Ergo was bringt mir ein niedrig dimensioniertes Netzteil, wenn es heiss läuft, laut wird, auf kurz oder lang eh verreckt, mein System öfters abkackt, ich mir bei nem neuerem PC schon wider ein neues kaufen muss und ich für fast das gleiche Geld aus Geiz ein stärckeres/stabileres gekriegt hätte? moment muss mir doch eh en neues bald kaufen hmm muss 50W mehr bringen zwecks Fermi... Wann kapieren das die Leute mal? Wer am falschem Ende spart, spart am Ende garnichts. und 1000W bedeuten nicht, daß da permament 1000W über die Bühne gehen. Ok ein eventuell 3 facher Preis könnten abschrecken, aber später wider eins kaufen kommt aufs gleiche hinaus.

NT neukauf Dimensionierung das 2-3 fache des aktuellen max Verbrauchs und man hat hofentlich für ne Weile Ruhe. Es geht je schliesslich um das "HERZ" eines jeden Rechenknechtes...

PCGH wenn ihr mir da nicht grösstenteils zustimmt, dann weiss ich auch nicht.


----------



## Bruce112 (6. Oktober 2010)

welche bequiet netzteile sind das denn  die bei 12 volt schiene ins keller gehen ,würde mich mal innterssieren .

die meisten sagen zwar in netzteilen sind hochwertige komponenten eingebaut ,die neuen 2.3 ,ich glaub das eher nicht .

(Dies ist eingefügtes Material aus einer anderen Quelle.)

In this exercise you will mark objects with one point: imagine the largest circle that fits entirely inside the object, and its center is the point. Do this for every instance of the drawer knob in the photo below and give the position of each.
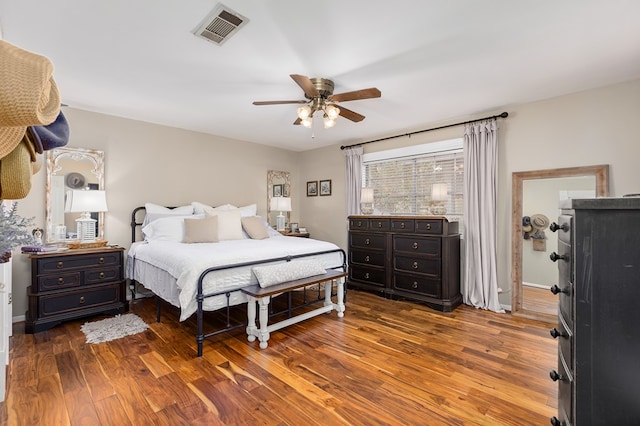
(554, 227)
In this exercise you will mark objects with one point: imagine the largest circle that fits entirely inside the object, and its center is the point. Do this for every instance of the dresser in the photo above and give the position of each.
(73, 284)
(411, 257)
(598, 329)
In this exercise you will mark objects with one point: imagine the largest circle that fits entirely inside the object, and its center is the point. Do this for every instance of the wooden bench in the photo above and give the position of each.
(262, 296)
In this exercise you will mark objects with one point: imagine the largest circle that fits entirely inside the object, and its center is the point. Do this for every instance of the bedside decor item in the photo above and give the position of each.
(86, 202)
(114, 328)
(366, 200)
(312, 188)
(281, 204)
(325, 187)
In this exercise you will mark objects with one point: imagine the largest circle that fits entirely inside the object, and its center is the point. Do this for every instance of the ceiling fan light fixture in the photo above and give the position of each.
(304, 112)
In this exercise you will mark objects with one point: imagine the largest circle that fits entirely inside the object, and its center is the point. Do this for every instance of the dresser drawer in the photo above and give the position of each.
(402, 225)
(367, 275)
(427, 246)
(419, 285)
(82, 261)
(420, 265)
(370, 241)
(69, 301)
(58, 281)
(367, 257)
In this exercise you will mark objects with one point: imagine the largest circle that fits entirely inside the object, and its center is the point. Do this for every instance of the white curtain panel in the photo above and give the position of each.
(353, 158)
(480, 284)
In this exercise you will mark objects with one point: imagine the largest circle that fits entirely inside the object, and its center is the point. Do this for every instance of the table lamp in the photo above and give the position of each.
(86, 202)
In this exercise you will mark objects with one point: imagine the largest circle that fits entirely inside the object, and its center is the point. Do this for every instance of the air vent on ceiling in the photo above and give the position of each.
(220, 24)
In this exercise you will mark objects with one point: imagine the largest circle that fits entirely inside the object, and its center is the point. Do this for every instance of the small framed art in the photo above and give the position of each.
(325, 187)
(312, 188)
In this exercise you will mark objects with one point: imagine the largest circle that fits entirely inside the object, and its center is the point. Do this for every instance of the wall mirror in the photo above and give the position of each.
(71, 169)
(538, 192)
(278, 185)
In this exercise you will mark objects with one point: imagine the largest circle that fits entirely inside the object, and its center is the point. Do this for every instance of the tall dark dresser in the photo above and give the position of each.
(598, 330)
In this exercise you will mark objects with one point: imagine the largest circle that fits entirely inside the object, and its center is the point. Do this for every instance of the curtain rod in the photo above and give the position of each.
(503, 115)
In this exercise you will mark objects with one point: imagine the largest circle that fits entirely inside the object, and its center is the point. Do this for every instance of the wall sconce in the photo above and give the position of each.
(439, 196)
(281, 204)
(366, 200)
(86, 202)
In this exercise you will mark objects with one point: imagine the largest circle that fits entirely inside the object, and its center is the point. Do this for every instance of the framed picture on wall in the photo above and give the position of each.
(312, 188)
(325, 187)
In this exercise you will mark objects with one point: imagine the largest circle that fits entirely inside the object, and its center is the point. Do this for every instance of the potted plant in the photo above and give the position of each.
(13, 230)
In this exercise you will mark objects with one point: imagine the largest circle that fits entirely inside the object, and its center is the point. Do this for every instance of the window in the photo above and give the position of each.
(402, 178)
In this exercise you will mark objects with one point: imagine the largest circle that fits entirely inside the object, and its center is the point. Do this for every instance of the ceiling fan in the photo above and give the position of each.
(319, 97)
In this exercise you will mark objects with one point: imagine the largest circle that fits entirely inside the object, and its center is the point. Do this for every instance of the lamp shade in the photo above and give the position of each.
(366, 195)
(280, 204)
(439, 192)
(86, 201)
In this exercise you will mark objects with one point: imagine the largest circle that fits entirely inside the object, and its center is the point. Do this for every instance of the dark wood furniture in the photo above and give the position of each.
(73, 284)
(598, 317)
(413, 257)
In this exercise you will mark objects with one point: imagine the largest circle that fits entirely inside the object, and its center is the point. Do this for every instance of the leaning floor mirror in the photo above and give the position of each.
(71, 169)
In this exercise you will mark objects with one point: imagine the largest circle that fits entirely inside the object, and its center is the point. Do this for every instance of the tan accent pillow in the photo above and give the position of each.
(229, 225)
(201, 230)
(254, 226)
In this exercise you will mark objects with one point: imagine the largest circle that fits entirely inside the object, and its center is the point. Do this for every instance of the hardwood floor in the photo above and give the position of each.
(386, 362)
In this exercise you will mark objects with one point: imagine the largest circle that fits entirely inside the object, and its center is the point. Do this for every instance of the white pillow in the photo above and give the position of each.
(229, 224)
(288, 271)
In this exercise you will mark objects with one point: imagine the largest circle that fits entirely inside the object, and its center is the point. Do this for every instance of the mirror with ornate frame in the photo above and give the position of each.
(71, 169)
(539, 192)
(278, 184)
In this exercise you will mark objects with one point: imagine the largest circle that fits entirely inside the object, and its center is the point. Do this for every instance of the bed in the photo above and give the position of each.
(208, 274)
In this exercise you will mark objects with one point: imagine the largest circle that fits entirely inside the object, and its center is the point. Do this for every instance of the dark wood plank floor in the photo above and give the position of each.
(386, 362)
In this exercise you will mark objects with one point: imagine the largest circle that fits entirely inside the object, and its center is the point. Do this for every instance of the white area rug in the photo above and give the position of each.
(113, 328)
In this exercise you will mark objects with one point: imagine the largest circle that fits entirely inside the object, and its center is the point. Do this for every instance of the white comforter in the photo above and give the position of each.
(186, 262)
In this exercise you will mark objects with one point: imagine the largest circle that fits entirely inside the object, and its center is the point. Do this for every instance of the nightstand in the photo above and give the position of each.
(74, 284)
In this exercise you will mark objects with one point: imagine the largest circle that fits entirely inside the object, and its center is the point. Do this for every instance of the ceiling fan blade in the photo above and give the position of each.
(307, 86)
(279, 102)
(350, 115)
(369, 93)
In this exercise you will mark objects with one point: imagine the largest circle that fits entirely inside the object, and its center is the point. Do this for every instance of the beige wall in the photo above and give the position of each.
(146, 162)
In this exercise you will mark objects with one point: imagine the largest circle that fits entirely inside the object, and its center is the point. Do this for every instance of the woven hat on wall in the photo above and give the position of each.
(29, 95)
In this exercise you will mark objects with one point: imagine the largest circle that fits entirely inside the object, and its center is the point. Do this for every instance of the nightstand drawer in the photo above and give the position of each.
(58, 281)
(82, 261)
(367, 258)
(83, 298)
(420, 265)
(427, 246)
(425, 286)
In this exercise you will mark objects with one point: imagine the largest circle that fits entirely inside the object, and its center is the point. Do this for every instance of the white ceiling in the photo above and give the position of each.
(433, 60)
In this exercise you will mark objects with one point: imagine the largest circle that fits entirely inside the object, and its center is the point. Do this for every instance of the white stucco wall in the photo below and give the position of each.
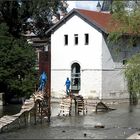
(88, 57)
(101, 75)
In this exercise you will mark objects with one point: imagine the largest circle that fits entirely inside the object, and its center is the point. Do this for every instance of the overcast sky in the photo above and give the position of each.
(88, 5)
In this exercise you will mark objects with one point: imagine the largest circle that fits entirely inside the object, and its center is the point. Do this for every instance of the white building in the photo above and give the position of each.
(79, 50)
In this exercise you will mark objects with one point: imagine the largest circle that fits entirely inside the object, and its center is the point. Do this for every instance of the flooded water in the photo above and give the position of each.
(9, 109)
(119, 124)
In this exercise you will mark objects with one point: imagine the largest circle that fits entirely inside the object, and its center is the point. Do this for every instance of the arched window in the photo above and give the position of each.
(75, 77)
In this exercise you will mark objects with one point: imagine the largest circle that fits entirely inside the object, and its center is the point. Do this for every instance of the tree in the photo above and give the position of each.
(17, 12)
(127, 15)
(17, 65)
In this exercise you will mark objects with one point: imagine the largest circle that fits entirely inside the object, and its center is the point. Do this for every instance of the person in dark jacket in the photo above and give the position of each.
(43, 81)
(67, 83)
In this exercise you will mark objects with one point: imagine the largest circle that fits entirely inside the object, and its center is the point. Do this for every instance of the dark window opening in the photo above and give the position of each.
(66, 39)
(76, 39)
(86, 39)
(124, 61)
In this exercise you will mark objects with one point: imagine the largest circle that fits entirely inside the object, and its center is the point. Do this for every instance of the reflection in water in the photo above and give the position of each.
(119, 124)
(9, 109)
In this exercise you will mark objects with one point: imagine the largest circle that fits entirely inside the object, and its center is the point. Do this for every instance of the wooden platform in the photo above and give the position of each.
(35, 105)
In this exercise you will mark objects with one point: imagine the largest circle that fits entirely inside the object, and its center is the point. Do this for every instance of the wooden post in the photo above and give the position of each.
(35, 109)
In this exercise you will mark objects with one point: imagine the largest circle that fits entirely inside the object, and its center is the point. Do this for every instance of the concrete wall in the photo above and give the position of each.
(1, 98)
(88, 57)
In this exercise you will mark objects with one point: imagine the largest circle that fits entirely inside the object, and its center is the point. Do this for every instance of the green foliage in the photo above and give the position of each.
(127, 20)
(126, 15)
(17, 65)
(16, 12)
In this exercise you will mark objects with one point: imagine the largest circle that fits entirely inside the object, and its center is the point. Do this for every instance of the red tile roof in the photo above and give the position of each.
(101, 19)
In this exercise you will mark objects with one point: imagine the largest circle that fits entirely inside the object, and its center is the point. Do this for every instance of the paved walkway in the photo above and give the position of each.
(135, 136)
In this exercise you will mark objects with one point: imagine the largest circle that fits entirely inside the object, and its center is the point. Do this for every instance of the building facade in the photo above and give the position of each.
(79, 50)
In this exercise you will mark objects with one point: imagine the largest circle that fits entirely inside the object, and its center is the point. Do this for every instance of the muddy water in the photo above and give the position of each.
(9, 109)
(119, 124)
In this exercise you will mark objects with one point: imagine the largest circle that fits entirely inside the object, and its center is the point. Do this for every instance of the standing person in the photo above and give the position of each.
(43, 81)
(67, 83)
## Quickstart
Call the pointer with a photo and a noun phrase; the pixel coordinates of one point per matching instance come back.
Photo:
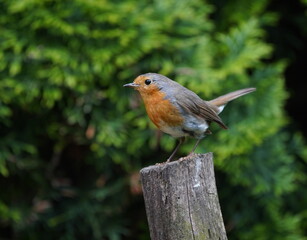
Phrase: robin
(177, 110)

die netzteile werden sowiso alle in china gebaut ,

ich versteh auch nicht wiso man für ne guten netzteil solche enorme geld ausgeben soll aller enermax Gold series zb. ab 100 euro abwärts 

die elekronik teile gehen unmittelbar nach der garantie kaputt ab 3 jahre 

somit sehe ich kein grund auch 100 euro für ne netzteil auszugeben 

bis 80 euro ist ok, heutzutage muß man  up to date ,bei elektronik Hardware ansonsten kann man sich ne falsche netzteil kaufen .


----------



## 1337 (6. Oktober 2010)

Beim silentmaxx ECO-Silent 550W auf geizhals steht "durchschnittliche Effizienz: >80%"
Im eurem Test hat es 94% Effizienz. Hat sich da jemand vertippt oder stimmt das wirklich?
Das NT kostet auch nur 70€ bzw 60€ in DE.


----------



## PCGH_Marco (6. Oktober 2010)

1337 schrieb:


> Beim silentmaxx ECO-Silent 550W auf geizhals steht "durchschnittliche Effizienz: >80%"
> Im eurem Test hat es 94% Effizienz. Hat sich da jemand vertippt oder stimmt das wirklich?
> Das NT kostet auch nur 70€ bzw 60€ in DE.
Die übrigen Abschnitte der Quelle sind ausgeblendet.